Froome was off colour on Thursday and lost his yellow jersey to Aru by just six seconds after cracking on the brutally steep final climb to Peyragudes.

He will wear the barely familiar white jersey of his Sky team on Friday as the beaming Italian Aru dons yellow for the first time.

Froome has worn yellow more than 50 times at the Tour but now that Aru has his hands on the jersey, he's determined his depleted Astana team will fight hard to keep it.

"We've already said since the beginning of the Tour that this is a dangerous stage," said Aru.

"Short stages can really hurt because they're done at speed -- with just 100km, there will be many riders in the break and we'll have to follow them.

"I'm expecting a tough day."

Former Vuelta winner Aru leads Froome with Frenchman Romain Bardet, the winner of Thursday's 12th stage, third at 25sec and Colombian Rigoberto Uran fourth at 55sec.

But all eyes will be on Froome to see how he reacts to his unexpected struggles on Thursday.

Bardet for one is expecting the Briton, a three-time Tour winner, to strike back on Friday. 

"We'll have to be careful of Sky, they don't like losing and will try to turn it around," warned Bardet.

He's also not getting carried away by talk of dead kings.

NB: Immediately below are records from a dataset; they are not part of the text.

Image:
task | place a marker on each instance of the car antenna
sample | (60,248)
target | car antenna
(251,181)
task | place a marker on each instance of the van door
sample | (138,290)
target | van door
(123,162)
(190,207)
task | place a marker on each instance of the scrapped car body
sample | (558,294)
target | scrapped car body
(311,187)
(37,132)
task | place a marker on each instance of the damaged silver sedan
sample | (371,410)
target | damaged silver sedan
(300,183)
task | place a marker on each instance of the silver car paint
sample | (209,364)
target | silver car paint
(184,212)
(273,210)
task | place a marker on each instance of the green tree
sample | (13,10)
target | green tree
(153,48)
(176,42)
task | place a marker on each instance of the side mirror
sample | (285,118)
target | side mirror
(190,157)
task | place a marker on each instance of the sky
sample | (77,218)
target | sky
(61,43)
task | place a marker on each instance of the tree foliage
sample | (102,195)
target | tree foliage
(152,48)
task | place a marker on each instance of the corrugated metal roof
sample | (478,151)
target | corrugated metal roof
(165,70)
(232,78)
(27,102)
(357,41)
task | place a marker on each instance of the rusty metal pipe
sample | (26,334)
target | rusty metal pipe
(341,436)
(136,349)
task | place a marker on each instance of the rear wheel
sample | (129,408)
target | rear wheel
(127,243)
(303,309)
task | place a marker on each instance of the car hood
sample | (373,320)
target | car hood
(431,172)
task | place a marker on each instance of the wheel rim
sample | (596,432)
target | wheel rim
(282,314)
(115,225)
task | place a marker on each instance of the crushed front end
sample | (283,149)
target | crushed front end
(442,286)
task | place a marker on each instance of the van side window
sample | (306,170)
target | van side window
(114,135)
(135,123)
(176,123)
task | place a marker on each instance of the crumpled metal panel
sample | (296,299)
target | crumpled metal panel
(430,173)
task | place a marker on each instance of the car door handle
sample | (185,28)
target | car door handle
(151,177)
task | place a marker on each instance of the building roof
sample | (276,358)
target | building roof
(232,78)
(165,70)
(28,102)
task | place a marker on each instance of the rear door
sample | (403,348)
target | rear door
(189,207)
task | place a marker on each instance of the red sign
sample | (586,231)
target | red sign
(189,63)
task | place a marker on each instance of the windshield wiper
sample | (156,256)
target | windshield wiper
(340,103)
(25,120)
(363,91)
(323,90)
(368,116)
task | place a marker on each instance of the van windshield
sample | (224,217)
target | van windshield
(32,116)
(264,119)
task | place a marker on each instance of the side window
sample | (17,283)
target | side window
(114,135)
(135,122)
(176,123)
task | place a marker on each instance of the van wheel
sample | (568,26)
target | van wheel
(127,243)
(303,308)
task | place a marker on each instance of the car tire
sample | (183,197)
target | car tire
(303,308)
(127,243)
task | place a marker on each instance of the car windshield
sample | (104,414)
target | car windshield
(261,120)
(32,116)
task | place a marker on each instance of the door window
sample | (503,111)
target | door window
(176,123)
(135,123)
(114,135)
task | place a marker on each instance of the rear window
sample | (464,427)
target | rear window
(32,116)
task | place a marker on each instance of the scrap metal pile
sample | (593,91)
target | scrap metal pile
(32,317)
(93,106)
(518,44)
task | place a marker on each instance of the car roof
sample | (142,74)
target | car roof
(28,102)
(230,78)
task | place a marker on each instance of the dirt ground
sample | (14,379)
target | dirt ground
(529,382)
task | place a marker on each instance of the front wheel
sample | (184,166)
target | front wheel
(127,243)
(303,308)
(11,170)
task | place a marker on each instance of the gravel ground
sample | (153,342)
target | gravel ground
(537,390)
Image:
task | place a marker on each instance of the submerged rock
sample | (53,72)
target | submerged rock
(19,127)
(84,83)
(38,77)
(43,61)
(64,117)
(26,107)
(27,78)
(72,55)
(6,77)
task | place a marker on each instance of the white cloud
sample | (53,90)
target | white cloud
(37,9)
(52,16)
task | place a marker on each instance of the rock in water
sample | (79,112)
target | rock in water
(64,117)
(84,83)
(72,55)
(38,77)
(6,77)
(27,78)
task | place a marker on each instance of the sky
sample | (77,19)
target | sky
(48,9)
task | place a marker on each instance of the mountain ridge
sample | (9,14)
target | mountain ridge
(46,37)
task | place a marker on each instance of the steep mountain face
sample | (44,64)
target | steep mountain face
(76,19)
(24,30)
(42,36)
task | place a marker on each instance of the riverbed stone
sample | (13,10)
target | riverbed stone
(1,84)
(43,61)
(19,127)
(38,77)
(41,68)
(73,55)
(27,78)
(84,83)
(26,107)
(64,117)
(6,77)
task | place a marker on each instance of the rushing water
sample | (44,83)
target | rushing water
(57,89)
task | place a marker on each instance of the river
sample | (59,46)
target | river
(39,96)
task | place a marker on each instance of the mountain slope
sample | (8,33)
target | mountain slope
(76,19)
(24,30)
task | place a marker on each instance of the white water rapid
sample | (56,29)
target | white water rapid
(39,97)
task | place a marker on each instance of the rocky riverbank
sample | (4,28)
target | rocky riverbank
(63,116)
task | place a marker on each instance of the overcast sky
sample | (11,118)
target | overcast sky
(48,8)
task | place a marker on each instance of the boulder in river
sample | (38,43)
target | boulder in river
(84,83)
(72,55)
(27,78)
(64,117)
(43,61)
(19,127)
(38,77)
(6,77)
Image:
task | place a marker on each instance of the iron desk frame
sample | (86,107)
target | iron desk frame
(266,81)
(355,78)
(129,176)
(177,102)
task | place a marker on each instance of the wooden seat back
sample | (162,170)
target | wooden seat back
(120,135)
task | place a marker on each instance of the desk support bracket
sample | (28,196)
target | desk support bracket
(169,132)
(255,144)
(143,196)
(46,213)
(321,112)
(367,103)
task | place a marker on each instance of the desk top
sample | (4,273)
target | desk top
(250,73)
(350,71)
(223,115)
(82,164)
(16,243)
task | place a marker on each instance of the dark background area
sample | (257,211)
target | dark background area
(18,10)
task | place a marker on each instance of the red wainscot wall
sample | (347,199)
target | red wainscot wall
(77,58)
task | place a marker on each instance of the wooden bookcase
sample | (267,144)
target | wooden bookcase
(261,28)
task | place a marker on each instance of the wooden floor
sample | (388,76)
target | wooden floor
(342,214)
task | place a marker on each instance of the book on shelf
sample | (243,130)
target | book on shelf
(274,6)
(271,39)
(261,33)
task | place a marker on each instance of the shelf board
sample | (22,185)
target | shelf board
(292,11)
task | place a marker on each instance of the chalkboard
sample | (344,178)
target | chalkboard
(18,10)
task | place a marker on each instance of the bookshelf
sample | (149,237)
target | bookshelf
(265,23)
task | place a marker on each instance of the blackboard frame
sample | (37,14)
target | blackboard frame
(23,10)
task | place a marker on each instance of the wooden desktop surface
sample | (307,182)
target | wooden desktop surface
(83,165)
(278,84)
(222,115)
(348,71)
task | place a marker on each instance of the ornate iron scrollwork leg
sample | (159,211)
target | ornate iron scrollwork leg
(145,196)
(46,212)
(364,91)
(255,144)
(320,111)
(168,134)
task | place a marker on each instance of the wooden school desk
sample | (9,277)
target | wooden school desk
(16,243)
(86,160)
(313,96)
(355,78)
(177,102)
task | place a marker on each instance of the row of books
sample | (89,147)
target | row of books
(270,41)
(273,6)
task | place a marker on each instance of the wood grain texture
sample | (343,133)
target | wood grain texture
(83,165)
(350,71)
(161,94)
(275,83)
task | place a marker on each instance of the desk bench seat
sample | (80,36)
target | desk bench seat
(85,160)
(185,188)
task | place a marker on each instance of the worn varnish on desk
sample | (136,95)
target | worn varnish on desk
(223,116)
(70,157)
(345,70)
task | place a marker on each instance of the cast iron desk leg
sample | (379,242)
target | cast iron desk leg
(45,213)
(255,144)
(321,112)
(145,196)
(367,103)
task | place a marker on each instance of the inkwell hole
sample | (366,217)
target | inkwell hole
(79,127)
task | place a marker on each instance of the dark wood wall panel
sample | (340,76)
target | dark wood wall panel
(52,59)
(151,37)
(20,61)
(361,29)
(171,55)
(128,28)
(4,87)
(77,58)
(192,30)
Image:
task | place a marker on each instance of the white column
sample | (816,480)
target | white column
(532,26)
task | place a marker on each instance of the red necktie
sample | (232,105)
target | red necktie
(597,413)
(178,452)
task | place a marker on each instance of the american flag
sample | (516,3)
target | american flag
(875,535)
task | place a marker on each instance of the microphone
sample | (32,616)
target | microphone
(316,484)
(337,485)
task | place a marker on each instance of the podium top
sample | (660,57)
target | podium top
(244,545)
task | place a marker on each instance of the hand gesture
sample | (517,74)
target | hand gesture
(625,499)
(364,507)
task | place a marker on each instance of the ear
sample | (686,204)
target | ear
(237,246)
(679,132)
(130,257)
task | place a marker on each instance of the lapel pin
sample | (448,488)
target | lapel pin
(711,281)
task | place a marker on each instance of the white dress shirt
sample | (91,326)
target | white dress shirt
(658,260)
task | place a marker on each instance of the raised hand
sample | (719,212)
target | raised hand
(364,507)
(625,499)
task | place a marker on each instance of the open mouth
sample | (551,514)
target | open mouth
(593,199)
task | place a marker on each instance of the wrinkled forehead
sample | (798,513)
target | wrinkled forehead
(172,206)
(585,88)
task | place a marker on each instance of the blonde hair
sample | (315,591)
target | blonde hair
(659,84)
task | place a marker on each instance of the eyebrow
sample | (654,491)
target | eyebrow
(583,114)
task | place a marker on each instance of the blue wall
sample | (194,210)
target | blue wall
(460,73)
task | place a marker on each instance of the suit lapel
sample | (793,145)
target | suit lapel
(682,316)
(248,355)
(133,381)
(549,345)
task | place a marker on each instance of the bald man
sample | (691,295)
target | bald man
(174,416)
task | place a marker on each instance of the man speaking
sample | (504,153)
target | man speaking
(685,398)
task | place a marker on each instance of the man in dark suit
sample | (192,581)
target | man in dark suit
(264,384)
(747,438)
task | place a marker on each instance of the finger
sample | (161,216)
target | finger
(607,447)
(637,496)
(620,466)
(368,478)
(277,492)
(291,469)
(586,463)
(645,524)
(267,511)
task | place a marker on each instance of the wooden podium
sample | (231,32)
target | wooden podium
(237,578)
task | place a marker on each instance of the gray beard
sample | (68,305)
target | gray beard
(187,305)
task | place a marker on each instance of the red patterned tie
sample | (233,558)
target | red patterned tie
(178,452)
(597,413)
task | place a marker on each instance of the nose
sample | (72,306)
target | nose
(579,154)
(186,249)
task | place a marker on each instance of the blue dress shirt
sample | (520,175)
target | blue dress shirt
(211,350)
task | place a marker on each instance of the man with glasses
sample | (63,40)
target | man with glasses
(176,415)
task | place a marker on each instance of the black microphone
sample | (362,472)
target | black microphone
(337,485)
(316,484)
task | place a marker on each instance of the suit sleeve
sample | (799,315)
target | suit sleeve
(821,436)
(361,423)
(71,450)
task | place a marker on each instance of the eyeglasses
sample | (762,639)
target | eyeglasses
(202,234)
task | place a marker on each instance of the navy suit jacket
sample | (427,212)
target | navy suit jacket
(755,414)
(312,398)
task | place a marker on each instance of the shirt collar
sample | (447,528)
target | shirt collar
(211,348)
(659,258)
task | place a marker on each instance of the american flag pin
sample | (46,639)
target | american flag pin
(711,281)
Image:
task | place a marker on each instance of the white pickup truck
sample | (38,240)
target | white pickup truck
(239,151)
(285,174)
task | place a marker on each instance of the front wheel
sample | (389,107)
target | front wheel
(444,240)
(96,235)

"We remain human beings and if he (Froome) showed his limits, he nonetheless did well to limit the damage and I'm wary about how he'll react."

If the riders will be on edge during the stage, organisers and local police are also nervous at a time of high tension in France.

Last year's Bastille Day celebrations were overshadowed by a jihadist attack in Nice that saw 86 people killed.

Security at the Tour has been ramped up this year, in particular for this stage with specialist anti-terror units following the race in a helicopter and a canine team trained in sniffing out explosives amongst crowds of people also deployed.